Comunicar insights por meio de histórias é uma forma de envolver e engajar as partes interessadas, acelerando a tomada de decisões estratégicas e impulsionando os negócios de maneira ágil.

Seja você um estrategista de negócios, profissional de marketing ou empreendedor, dominar a arte do Data Storytelling é uma habilidade valiosa que pode impulsionar seu sucesso no mundo dos negócios. Ao combinar dados, narrativa e impacto, podemos criar uma experiência memorável que inspire e motive a todos.

 

Quais são os passos-chave para transformar dados em narrativas significativas e envolventes para uma audiência empresarial?

Resposta: 

Antes de tudo, é imprescindível ter um objetivo definido e uma mensagem clara que você deseja transmitir. Essa clareza orientará toda a construção da narrativa e a busca pelos dados relevantes que a sustentam. É crucial não abrir o Powerpoint sem ter isso em mente, pois é nesse ponto que muitos tropeçam e acabam criando apresentações extensas e confusas, mesmo com uma infinidade de dados interessantes. Engajar a audiência requer uma abordagem estruturada e envolvente.

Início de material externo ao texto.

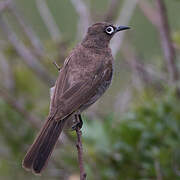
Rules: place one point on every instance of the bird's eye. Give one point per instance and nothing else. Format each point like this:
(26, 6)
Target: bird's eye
(109, 30)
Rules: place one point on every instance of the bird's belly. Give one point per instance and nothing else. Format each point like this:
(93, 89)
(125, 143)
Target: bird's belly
(100, 91)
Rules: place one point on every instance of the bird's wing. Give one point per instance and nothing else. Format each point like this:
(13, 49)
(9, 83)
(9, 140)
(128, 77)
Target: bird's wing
(72, 98)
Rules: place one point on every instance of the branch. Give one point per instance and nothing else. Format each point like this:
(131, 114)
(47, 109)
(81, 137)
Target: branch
(7, 78)
(48, 20)
(84, 16)
(4, 5)
(166, 41)
(149, 12)
(112, 10)
(123, 18)
(25, 53)
(80, 148)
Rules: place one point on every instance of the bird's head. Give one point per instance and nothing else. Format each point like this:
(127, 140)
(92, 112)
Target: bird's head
(99, 34)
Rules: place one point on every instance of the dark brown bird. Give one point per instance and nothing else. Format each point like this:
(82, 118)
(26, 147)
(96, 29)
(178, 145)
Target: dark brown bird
(84, 77)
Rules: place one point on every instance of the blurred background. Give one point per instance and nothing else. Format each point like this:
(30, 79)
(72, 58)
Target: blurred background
(133, 131)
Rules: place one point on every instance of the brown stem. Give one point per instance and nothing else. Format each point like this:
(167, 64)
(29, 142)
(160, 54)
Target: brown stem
(166, 41)
(80, 149)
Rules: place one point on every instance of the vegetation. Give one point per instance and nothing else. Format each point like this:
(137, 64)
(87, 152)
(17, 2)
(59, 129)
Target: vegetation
(132, 133)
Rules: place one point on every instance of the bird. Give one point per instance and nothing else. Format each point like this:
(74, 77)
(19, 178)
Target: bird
(84, 77)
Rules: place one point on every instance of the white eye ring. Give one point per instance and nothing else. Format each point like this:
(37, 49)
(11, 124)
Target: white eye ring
(109, 30)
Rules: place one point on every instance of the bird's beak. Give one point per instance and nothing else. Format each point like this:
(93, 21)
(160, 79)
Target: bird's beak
(122, 28)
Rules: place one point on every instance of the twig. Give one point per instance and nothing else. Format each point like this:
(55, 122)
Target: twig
(112, 10)
(48, 20)
(7, 78)
(84, 16)
(80, 149)
(158, 170)
(150, 12)
(28, 57)
(4, 5)
(166, 41)
(123, 19)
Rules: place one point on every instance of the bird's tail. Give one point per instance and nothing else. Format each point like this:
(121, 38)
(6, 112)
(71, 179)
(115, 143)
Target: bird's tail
(40, 151)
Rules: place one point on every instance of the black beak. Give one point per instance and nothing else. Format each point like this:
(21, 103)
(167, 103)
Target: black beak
(122, 28)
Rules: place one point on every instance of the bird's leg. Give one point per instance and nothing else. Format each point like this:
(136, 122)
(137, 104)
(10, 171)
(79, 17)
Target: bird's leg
(57, 66)
(78, 122)
(79, 146)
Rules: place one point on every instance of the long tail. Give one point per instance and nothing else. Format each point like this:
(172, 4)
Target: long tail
(40, 151)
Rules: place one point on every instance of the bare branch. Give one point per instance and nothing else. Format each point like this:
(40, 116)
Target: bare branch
(25, 53)
(158, 170)
(15, 105)
(48, 20)
(166, 41)
(33, 38)
(4, 5)
(123, 18)
(80, 149)
(84, 16)
(112, 11)
(8, 80)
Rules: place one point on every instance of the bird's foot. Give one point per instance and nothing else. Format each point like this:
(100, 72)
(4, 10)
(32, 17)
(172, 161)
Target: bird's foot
(78, 124)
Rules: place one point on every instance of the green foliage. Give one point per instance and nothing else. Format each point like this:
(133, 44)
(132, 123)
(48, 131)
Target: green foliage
(144, 143)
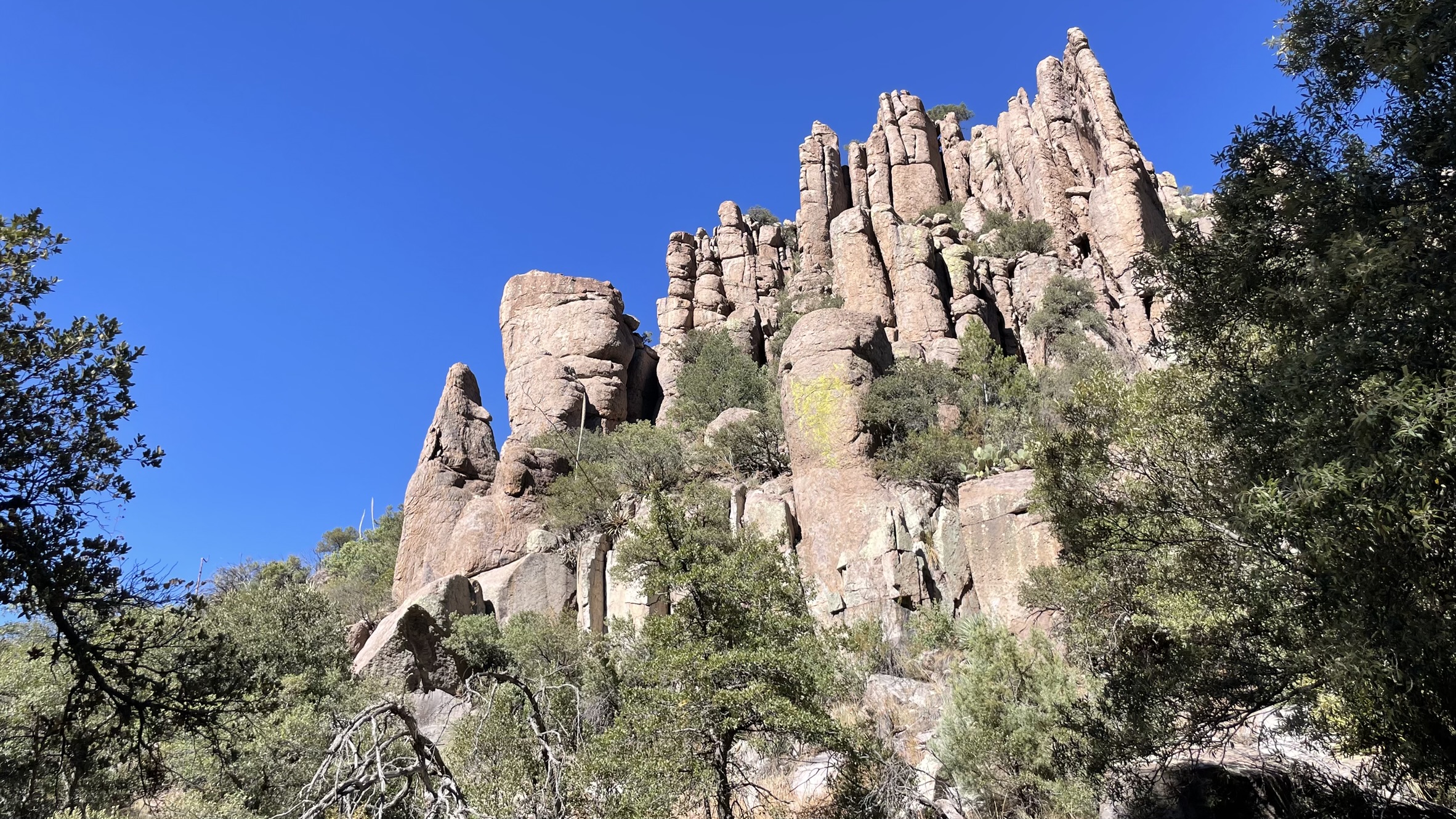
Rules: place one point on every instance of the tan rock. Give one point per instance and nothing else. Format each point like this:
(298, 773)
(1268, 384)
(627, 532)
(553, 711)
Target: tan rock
(1005, 540)
(826, 366)
(551, 322)
(456, 464)
(859, 271)
(405, 647)
(539, 581)
(916, 171)
(921, 307)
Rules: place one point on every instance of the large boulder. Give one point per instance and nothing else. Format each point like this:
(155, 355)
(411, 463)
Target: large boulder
(564, 338)
(405, 647)
(1003, 541)
(823, 194)
(456, 466)
(826, 367)
(539, 581)
(859, 270)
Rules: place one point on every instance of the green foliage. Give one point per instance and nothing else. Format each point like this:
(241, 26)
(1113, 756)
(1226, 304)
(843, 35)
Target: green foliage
(718, 376)
(297, 669)
(951, 210)
(121, 664)
(1017, 236)
(1062, 326)
(634, 459)
(958, 110)
(759, 214)
(736, 660)
(358, 575)
(274, 573)
(1269, 523)
(753, 447)
(538, 683)
(945, 425)
(1005, 735)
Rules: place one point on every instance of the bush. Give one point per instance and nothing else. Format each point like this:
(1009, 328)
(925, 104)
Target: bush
(634, 459)
(358, 576)
(753, 447)
(718, 376)
(759, 214)
(958, 110)
(907, 399)
(1008, 729)
(951, 210)
(1017, 236)
(998, 400)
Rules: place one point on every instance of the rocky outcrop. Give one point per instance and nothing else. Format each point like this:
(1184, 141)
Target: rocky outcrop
(565, 341)
(1063, 156)
(456, 466)
(1003, 541)
(823, 195)
(406, 645)
(541, 581)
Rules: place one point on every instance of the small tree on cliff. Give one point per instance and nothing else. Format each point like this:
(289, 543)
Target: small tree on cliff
(1270, 523)
(736, 660)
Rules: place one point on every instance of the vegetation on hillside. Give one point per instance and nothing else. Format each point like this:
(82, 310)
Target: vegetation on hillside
(1261, 525)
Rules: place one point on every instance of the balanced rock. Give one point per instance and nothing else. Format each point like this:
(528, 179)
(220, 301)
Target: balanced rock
(1005, 540)
(406, 645)
(456, 466)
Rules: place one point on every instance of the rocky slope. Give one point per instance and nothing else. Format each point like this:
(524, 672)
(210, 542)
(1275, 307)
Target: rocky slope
(475, 539)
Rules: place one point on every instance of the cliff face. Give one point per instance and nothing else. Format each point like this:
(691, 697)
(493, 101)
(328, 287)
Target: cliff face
(910, 283)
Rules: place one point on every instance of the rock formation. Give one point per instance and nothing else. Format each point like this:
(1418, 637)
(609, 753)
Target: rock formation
(1063, 156)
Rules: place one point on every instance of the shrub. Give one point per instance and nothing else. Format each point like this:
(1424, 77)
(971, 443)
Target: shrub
(907, 399)
(1008, 733)
(997, 396)
(935, 456)
(753, 447)
(634, 459)
(759, 214)
(951, 210)
(1018, 236)
(958, 110)
(717, 376)
(358, 575)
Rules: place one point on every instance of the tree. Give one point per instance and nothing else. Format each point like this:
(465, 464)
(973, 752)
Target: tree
(718, 376)
(759, 214)
(358, 573)
(958, 110)
(541, 687)
(1008, 735)
(1267, 524)
(736, 658)
(299, 685)
(631, 460)
(124, 649)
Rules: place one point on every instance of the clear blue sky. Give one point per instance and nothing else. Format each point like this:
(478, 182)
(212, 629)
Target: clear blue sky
(306, 211)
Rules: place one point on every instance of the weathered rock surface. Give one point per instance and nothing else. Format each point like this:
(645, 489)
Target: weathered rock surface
(405, 647)
(541, 581)
(1003, 541)
(826, 366)
(823, 195)
(564, 338)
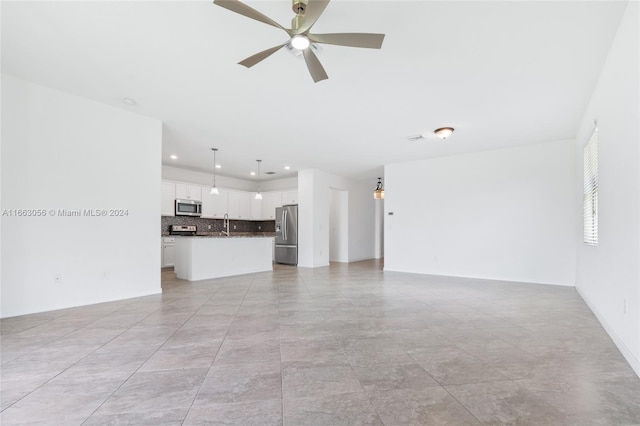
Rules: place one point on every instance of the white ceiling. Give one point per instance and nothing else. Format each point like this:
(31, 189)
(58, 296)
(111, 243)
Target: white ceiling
(502, 73)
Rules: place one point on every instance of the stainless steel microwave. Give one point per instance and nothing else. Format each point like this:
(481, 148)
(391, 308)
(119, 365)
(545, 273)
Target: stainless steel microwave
(188, 208)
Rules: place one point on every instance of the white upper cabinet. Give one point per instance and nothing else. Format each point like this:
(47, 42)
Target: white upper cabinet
(256, 208)
(185, 191)
(270, 200)
(290, 197)
(168, 197)
(240, 205)
(236, 203)
(214, 206)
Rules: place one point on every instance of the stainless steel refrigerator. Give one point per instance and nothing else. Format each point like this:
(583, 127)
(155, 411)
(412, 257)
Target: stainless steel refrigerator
(287, 235)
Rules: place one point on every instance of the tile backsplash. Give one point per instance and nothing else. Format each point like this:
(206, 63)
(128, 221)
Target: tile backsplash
(217, 224)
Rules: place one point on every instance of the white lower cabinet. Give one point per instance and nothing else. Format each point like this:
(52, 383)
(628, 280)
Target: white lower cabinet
(168, 251)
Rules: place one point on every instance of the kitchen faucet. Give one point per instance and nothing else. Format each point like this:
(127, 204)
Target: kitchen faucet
(226, 225)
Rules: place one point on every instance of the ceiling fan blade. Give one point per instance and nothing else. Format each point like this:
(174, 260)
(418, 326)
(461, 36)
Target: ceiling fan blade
(249, 12)
(312, 13)
(315, 67)
(260, 56)
(371, 41)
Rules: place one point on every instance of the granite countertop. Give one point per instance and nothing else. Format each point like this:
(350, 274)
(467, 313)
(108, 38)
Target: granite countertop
(232, 235)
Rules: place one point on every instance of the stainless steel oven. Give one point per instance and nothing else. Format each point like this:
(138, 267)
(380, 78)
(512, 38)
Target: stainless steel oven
(188, 208)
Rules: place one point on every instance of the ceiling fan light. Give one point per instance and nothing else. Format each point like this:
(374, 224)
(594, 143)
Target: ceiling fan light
(300, 42)
(444, 132)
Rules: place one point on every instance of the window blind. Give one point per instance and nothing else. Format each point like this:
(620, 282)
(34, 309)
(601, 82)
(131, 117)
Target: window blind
(590, 198)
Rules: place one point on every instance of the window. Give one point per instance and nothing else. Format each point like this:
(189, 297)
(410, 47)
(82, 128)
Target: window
(590, 198)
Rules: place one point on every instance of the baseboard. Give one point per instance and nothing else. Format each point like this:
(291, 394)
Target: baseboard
(500, 279)
(626, 352)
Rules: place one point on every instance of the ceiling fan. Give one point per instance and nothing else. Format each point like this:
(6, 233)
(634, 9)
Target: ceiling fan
(307, 13)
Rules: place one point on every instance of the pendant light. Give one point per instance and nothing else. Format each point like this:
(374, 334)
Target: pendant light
(378, 193)
(258, 194)
(214, 188)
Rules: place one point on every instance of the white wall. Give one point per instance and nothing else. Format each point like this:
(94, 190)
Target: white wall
(379, 229)
(313, 220)
(339, 226)
(609, 273)
(504, 214)
(200, 178)
(64, 152)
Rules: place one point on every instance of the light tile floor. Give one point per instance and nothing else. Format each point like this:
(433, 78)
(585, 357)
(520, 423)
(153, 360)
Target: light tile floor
(346, 344)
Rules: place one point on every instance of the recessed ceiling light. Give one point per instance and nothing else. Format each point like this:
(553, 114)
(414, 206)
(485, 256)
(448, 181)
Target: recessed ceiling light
(443, 132)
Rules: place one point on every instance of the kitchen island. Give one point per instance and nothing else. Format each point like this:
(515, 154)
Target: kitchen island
(205, 257)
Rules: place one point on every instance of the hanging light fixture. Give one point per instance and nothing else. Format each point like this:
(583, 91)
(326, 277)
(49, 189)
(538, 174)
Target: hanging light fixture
(258, 194)
(378, 193)
(214, 188)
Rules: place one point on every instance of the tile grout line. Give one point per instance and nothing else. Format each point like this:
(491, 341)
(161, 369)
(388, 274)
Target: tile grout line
(221, 343)
(149, 357)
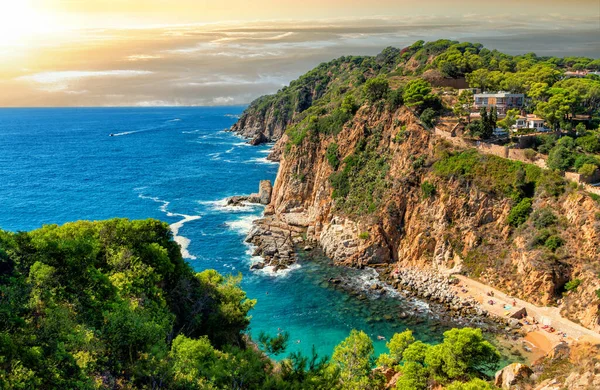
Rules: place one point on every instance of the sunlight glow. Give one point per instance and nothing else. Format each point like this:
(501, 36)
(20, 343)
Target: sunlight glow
(20, 21)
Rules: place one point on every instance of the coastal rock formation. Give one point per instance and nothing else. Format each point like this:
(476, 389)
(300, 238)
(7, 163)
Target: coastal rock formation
(371, 185)
(572, 368)
(263, 196)
(462, 227)
(511, 375)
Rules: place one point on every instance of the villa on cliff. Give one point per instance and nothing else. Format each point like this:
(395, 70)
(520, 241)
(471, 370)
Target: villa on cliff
(531, 122)
(503, 101)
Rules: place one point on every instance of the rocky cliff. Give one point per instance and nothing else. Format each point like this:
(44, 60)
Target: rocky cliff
(459, 225)
(377, 188)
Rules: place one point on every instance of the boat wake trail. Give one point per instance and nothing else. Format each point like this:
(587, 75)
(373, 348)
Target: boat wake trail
(183, 242)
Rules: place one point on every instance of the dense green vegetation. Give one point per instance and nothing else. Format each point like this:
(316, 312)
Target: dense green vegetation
(98, 305)
(360, 184)
(463, 358)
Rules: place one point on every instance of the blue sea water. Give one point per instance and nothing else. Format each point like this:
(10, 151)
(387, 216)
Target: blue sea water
(178, 165)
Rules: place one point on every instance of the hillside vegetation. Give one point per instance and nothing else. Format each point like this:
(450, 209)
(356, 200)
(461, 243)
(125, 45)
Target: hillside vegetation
(112, 305)
(366, 175)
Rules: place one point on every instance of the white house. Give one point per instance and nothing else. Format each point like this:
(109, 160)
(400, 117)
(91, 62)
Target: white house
(503, 101)
(532, 122)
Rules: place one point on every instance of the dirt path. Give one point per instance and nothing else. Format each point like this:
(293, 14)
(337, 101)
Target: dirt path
(506, 306)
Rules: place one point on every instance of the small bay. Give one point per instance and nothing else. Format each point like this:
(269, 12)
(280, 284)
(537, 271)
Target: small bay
(179, 165)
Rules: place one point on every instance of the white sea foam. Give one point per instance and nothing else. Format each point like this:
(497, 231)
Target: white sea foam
(183, 242)
(242, 225)
(192, 131)
(268, 270)
(282, 273)
(222, 206)
(125, 133)
(262, 160)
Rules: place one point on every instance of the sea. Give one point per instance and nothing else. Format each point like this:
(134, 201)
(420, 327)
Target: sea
(179, 165)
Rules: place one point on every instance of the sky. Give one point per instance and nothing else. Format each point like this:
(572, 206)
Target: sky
(199, 52)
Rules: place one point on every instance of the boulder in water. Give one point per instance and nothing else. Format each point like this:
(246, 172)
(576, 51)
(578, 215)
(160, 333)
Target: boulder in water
(512, 374)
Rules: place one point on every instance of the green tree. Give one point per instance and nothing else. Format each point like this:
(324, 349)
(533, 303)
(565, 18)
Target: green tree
(509, 120)
(398, 344)
(555, 109)
(588, 170)
(332, 155)
(414, 377)
(417, 93)
(560, 158)
(464, 104)
(519, 213)
(354, 358)
(463, 355)
(428, 117)
(376, 89)
(473, 384)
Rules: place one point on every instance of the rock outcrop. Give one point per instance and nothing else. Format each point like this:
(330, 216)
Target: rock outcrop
(265, 189)
(510, 376)
(461, 228)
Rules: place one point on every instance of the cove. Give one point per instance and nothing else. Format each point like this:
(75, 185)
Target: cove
(179, 165)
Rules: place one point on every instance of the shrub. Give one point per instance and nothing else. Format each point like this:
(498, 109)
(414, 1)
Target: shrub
(587, 170)
(332, 156)
(543, 218)
(551, 184)
(428, 117)
(428, 189)
(394, 99)
(419, 162)
(519, 213)
(572, 285)
(417, 93)
(400, 135)
(530, 154)
(554, 242)
(541, 238)
(560, 158)
(376, 89)
(358, 187)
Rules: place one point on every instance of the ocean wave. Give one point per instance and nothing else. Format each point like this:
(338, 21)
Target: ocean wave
(269, 271)
(156, 128)
(192, 131)
(242, 225)
(183, 242)
(222, 206)
(215, 156)
(262, 160)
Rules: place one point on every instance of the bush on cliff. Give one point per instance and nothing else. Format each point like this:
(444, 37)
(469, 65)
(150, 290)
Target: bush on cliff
(520, 213)
(358, 188)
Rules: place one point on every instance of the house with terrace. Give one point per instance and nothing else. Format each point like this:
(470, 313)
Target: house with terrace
(503, 101)
(530, 122)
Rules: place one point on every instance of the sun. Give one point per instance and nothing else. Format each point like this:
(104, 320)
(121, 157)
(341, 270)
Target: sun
(20, 21)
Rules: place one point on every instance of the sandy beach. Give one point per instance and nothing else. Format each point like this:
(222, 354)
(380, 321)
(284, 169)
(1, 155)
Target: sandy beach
(544, 326)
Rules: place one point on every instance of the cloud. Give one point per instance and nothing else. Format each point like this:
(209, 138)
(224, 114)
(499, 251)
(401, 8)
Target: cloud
(60, 81)
(221, 100)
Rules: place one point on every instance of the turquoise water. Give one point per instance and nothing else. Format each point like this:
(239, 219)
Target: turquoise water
(177, 165)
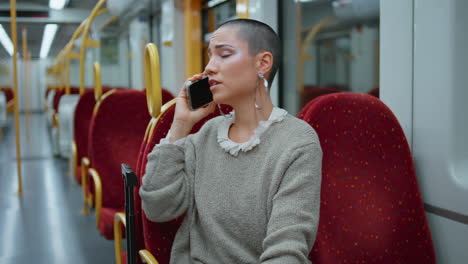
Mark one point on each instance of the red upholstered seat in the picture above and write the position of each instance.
(371, 209)
(57, 96)
(8, 93)
(83, 113)
(116, 132)
(375, 92)
(158, 237)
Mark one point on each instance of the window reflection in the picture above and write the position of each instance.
(324, 54)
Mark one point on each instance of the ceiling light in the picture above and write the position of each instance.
(6, 41)
(58, 4)
(47, 39)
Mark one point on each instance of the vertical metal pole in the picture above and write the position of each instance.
(15, 84)
(26, 81)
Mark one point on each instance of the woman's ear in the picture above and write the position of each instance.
(264, 62)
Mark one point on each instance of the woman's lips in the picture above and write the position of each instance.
(213, 84)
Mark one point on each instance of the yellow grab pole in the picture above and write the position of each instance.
(15, 85)
(193, 41)
(84, 38)
(25, 81)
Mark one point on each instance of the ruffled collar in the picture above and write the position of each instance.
(277, 115)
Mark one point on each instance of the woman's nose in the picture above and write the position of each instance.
(211, 67)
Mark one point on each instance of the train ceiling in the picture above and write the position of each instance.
(35, 14)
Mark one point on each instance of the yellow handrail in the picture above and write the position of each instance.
(97, 82)
(25, 80)
(15, 84)
(303, 50)
(153, 80)
(85, 41)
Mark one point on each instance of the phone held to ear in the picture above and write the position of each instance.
(199, 93)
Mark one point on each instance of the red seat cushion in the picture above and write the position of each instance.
(375, 92)
(78, 174)
(116, 133)
(57, 96)
(106, 224)
(9, 94)
(371, 209)
(81, 120)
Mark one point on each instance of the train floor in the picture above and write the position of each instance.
(44, 224)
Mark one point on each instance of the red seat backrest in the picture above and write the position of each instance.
(115, 134)
(82, 118)
(166, 97)
(371, 209)
(57, 96)
(158, 237)
(375, 92)
(8, 93)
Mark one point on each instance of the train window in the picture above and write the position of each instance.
(325, 52)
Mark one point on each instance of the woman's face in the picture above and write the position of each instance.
(231, 68)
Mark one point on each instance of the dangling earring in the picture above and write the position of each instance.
(265, 83)
(221, 111)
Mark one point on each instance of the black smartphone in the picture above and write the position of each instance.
(199, 93)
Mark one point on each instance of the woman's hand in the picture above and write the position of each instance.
(185, 118)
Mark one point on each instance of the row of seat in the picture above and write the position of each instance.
(6, 104)
(371, 209)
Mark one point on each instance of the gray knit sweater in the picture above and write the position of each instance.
(261, 206)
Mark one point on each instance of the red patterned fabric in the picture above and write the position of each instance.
(106, 224)
(371, 210)
(8, 93)
(158, 237)
(48, 91)
(166, 97)
(115, 135)
(83, 113)
(57, 96)
(375, 92)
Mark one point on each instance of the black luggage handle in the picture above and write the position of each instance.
(130, 181)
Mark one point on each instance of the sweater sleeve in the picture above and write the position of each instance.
(166, 190)
(293, 222)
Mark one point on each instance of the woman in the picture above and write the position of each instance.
(249, 183)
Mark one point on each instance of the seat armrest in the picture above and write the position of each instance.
(97, 194)
(119, 222)
(74, 159)
(85, 164)
(147, 257)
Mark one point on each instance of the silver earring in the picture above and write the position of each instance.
(221, 111)
(265, 82)
(256, 105)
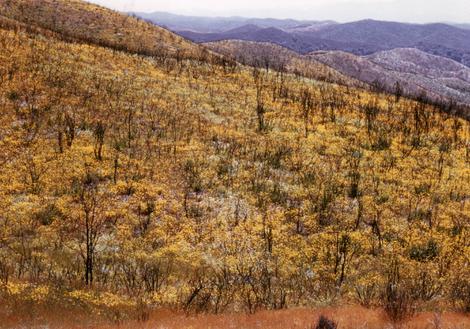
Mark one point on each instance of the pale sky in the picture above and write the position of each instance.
(419, 11)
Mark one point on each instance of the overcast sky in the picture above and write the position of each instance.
(340, 10)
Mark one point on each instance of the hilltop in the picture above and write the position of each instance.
(91, 23)
(134, 180)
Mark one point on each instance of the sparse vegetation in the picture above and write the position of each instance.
(132, 181)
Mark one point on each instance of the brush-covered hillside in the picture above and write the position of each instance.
(81, 21)
(130, 183)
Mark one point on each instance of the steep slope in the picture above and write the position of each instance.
(91, 23)
(416, 72)
(130, 183)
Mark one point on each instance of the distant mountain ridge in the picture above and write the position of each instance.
(222, 24)
(417, 72)
(361, 38)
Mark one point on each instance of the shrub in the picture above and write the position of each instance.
(325, 323)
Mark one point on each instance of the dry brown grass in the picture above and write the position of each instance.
(347, 317)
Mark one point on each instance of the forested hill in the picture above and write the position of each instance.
(129, 183)
(84, 21)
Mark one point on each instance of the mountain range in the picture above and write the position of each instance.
(423, 58)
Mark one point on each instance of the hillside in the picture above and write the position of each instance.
(221, 24)
(360, 38)
(414, 70)
(91, 23)
(132, 183)
(271, 56)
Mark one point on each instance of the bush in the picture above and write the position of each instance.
(397, 300)
(325, 323)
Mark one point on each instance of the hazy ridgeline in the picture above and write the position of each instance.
(136, 177)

A seguir, é hora de pensar na estrutura da história que deseja contar e começar a responder, utilizando dados, as principais perguntas de cada etapa. Embora existam diversos modelos disponíveis na internet, um que se destaca é o modelo “Conhecer, Agir e Crescer” de Sarah Norman. Cada parte desse modelo estimula a reflexão sobre aspectos fundamentais de uma narrativa envolvente.

Na primeira parte, “Conhecer”, o objetivo é captar a atenção do público e responder à pergunta crucial: por que eles devem se importar com a sua história? Nesse momento, é possível utilizar dados externos, como relatórios setoriais, ou dados internos, como pesquisas de clientes. É essencial contextualizar o problema ou oportunidade, oferecendo uma compreensão clara do cenário e despertando o interesse do público.

Em seguida, na parte “Agir”, é hora de dizer ao público o que eles devem fazer diante da oportunidade apresentada. Essa é a seção mais extensa da apresentação, na qual você demonstra que pensou criticamente na solução proposta. Novamente, é importante considerar o contexto e responder à pergunta: por que o público ficaria entusiasmado com a sua solução? É recomendado abordar a lógica por trás da ação proposta e explorar os benefícios e resultados esperados.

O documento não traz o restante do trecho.